Mas Violet, Klaus e Sunny, sentados no cais e olhando o sol se erguer sobre o
Lago Lacrimoso, refletiram um bom tempo em qual seria exatamente a moral do
período que passaram com tia Josephine.
A expressão ''Acendeu-se
uma luz dentro deles'', que eu vou usar daqui a pouquinho, não tem nada a ver
com a luz solar que se espalhava nesse momento sobre o Cais de Dâmocles. ''Acendeu-se uma luz dentro deles'' é uma maneira de dizer que eles ''descobriram alguma coisa''. E quando os
órfãos Baudelaire estavam sentados e observavam o cais se encher de gente à
medida que se iniciava o movimento no comércio, descobriram algo que era muito
importante para eles. Acendeu-se uma luz dentro deles, mostrando-lhes que, ao
contrário de tia Josephine, que vivera sozinha e triste naquela casa, as três
crianças tinham umas às outras, e poderiam consolar-se e apoiar-se no decorrer
de suas vidas infelizes. E embora isso não bastasse para fazê-las se sentir
inteiramente seguras, ou inteiramente felizes, fez com que se sentissem gratas.
– Obrigada,
Klaus – agradeceu Violet, – por ter
decifrado aquele bilhete. E obrigada, Sunny, por ter roubado as chaves para
pegarmos o barco. Se não fossem vocês dois, a esta hora estaríamos nas garras
do conde Olaf.
– Obrigado,
Violet – agradeceu Klaus, – por ter
pensado nas balas de hortelã-pimenta como um meio de ganharmos tempo. E
obrigado, Sunny, por ter mordido a perna de pau no momento certo. Se não fossem
vocês duas, a esta hora estaríamos perdidos.
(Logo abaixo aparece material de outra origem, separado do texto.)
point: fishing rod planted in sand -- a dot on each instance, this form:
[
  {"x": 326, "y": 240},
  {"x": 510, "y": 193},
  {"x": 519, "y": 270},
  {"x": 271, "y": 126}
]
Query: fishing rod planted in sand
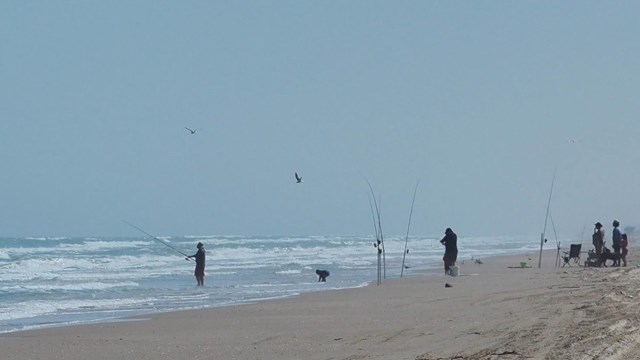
[
  {"x": 381, "y": 239},
  {"x": 546, "y": 218},
  {"x": 156, "y": 239},
  {"x": 406, "y": 239}
]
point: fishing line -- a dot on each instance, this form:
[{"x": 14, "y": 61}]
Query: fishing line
[
  {"x": 155, "y": 238},
  {"x": 406, "y": 239}
]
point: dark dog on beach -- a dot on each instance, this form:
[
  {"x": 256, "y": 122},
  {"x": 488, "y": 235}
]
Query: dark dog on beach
[
  {"x": 322, "y": 275},
  {"x": 608, "y": 255}
]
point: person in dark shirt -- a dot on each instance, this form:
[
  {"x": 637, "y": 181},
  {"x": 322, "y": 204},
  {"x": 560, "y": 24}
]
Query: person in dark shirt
[
  {"x": 322, "y": 275},
  {"x": 450, "y": 242},
  {"x": 200, "y": 260}
]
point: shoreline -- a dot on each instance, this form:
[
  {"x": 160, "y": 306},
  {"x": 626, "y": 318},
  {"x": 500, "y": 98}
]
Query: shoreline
[{"x": 492, "y": 309}]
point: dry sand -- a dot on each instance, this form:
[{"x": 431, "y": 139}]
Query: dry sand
[{"x": 492, "y": 311}]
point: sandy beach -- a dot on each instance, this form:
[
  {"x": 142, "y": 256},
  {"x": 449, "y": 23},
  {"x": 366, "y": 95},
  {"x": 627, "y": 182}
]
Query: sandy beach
[{"x": 493, "y": 310}]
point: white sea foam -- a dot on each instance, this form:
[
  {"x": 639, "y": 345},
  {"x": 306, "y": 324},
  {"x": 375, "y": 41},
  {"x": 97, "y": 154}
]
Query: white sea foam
[{"x": 67, "y": 280}]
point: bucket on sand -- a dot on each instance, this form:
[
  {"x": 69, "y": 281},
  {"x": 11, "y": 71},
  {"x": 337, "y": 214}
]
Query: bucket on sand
[{"x": 454, "y": 270}]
– Pilumps – agradeceu Sunny, e seus irmãos logo entenderam que ela estava agradecendo a
Violet por ter inventado a sinalização do pedido de socorro e a Klaus por ter lido o atlas que
os levara à Gruta do ''P'' .
Ainda como uma forma de agradecimento, encostaram-se
uns nos outros com a cabeça, e em seus rostos molhados e ansiosos surgiram
pequenos sorrisos. Eles tinham uns aos outros. Não sei se a moral desta
história é: – Os Baudelaire tinham uns
aos outros – , mas para os três irmãos era quanto bastava. No turbilhão de suas
vidas infelizes, poder contar com os outros dois era, para cada um, o mesmo que
ter um barco no meio de um furacão, e esse era um sentimento que inspirava
muita felicidade aos órfãos Baudelaire.